Irish Biotech Raises €18M to Develop Non-Viral Cell Therapy Technology

cell therapy manufacturing avectas

The Irish company Avectas has closed a Series C round to develop cell therapies that don’t need viral vectors — a common bottleneck in cell therapy manufacturing.

The fundraise of approximately €18M brings Avectas’ total equity funding to around €37M. The round was led by the company’s current shareholders, which include the serial life sciences entrepreneur Seamus Mulligan.

With the new funding, Avectas plans to scale up its cell engineering technology and speed up its application in clinical programs. The company also aims to hire more people in Ireland and the US to expand its operations “as Covid-19 related conditions permit.”

Cell therapies are becoming increasingly popular as high-profile treatments have gained approval, such as the CAR T-cell immunotherapies Yescarta and Kymriah. However, the high demand is also leading to manufacturing bottlenecks. One big bottleneck is the fact that it’s hard to make viral vectors, which are commonly used to genetically modify cells in the lab. 

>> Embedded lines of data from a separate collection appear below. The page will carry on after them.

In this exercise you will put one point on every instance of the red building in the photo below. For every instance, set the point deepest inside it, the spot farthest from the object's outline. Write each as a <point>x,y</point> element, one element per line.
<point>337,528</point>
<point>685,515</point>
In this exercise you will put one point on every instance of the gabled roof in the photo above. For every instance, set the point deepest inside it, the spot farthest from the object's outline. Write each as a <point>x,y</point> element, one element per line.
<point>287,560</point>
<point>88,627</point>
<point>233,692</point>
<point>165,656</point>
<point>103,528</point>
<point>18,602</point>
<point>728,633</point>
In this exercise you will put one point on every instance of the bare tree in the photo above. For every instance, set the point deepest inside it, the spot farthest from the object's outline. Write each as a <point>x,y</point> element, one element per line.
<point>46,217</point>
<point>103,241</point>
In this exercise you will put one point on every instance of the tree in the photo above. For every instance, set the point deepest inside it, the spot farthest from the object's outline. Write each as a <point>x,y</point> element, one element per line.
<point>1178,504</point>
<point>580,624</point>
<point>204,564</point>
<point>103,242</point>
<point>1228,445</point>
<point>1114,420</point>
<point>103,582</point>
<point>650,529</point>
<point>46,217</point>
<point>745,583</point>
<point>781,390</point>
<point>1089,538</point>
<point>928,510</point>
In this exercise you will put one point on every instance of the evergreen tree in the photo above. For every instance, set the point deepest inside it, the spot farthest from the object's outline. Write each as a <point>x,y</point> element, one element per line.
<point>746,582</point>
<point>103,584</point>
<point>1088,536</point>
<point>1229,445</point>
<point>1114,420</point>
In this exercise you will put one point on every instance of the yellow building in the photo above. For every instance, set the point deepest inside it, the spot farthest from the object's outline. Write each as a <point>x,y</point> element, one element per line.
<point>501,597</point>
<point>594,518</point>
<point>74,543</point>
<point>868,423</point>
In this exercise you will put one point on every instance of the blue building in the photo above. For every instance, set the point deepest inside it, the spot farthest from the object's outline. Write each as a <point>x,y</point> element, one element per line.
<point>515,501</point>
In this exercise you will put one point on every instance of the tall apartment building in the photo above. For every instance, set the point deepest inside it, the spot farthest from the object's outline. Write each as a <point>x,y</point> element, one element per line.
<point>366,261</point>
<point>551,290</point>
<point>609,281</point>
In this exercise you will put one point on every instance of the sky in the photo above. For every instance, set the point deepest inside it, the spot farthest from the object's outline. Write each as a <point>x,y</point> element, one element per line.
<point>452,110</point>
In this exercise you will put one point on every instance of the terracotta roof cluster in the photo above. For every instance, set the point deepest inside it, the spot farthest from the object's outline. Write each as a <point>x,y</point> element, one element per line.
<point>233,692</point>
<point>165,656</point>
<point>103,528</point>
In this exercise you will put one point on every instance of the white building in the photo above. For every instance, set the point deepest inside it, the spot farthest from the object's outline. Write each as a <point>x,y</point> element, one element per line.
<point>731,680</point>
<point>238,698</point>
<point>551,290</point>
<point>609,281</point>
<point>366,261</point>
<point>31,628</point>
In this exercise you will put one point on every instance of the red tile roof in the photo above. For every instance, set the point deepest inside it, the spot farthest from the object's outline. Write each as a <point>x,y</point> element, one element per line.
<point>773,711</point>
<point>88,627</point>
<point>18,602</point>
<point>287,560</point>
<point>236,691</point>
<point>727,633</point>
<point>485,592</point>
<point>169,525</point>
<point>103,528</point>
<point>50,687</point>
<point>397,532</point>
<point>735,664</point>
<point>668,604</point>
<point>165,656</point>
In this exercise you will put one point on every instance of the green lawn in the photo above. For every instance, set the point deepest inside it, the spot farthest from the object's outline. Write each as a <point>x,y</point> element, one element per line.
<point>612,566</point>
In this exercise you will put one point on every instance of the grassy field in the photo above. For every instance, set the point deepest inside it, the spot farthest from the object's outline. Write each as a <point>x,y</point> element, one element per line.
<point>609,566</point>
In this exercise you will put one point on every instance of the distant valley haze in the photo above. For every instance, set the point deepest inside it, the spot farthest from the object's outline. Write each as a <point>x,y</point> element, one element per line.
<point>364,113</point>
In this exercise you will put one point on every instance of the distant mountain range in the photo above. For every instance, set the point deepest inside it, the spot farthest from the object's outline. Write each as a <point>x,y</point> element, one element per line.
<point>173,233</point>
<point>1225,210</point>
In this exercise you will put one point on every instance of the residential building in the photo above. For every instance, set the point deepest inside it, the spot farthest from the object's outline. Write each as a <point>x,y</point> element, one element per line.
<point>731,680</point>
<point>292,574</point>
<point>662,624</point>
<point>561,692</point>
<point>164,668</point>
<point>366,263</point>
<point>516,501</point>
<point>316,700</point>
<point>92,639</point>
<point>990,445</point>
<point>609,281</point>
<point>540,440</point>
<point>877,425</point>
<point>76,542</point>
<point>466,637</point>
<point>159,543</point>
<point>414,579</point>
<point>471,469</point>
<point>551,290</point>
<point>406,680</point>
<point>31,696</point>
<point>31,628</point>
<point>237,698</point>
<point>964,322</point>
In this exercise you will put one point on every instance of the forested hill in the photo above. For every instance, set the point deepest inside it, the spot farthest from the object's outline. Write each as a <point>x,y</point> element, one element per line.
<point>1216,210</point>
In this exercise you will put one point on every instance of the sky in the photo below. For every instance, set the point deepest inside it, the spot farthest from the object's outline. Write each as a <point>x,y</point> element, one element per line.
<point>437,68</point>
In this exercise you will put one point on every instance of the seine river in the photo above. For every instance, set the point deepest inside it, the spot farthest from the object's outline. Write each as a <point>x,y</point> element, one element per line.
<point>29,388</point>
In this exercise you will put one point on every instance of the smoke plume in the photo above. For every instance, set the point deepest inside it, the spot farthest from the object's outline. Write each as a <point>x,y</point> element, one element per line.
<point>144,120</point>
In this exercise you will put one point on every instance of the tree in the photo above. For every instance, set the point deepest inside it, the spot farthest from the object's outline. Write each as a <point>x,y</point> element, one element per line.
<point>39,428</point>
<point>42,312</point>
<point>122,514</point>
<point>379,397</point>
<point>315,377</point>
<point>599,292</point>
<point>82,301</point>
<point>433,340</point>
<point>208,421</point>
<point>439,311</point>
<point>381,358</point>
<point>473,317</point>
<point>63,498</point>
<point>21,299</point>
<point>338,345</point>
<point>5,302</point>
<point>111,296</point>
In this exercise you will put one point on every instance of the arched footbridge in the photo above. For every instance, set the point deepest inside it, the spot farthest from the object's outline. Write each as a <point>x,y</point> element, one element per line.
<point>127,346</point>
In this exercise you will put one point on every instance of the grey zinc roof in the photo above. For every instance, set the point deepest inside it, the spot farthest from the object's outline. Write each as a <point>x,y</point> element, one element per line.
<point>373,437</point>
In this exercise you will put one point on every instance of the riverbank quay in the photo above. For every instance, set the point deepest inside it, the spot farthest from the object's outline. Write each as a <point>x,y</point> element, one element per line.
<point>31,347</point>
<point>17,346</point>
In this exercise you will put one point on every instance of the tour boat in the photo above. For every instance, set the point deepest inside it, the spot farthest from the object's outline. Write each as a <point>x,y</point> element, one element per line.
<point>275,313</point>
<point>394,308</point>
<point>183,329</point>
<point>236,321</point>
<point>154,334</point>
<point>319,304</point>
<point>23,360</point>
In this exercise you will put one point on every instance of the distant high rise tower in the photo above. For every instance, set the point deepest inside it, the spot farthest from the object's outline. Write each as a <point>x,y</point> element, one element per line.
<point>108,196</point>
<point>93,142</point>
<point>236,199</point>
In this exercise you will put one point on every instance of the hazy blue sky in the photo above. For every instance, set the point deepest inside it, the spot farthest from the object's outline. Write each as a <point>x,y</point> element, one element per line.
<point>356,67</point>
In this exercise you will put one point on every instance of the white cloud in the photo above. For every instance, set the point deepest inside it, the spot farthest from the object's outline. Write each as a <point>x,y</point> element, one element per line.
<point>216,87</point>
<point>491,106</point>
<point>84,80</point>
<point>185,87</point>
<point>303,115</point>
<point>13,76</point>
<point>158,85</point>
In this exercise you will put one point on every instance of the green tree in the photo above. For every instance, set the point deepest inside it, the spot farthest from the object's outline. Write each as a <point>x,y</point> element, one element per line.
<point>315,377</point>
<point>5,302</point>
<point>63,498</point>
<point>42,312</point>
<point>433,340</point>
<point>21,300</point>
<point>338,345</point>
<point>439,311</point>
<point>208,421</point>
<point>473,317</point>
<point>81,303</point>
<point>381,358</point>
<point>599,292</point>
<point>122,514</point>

Avectas’ technology is designed to overcome this bottleneck by removing the need for viral vectors. Instead, the company makes the cell membrane permeable to nucleic acids or proteins in the lab, and delivers the therapy directly into the cell, before restoring the cell membrane to its healthy state again.

According to Avectas, which was spun out of Maynooth University in 2012, this process is gentler to the cells than many similar protocols in the industry, as well as being efficient and scalable.

Ireland has a deep history in the pharmaceutical and biotech sector and I am excited to see it build on that legacy with companies like Avectas,” said Mary Martin, Avectas’ Executive Chair, in a public statement

The company has formed a number of collaborations to boost its cell and gene therapy manufacturing technology, such as with the US cell and gene therapy developer Vycellix in March and the Canadian cell therapy company CCRM earlier this month.

There is a growing movement of manufacturing companies that aim to make cell therapies more affordable. For example, the Belgian biotech Univercells raised €50M in February to commercialize a semi-automated technique for manufacturing viral vectors. 

Additionally, the UK startup Ori Biotech teamed up with UK biotech Achilles Therapeutics two days ago to begin the process of automating Achilles’ cancer immunotherapy production process.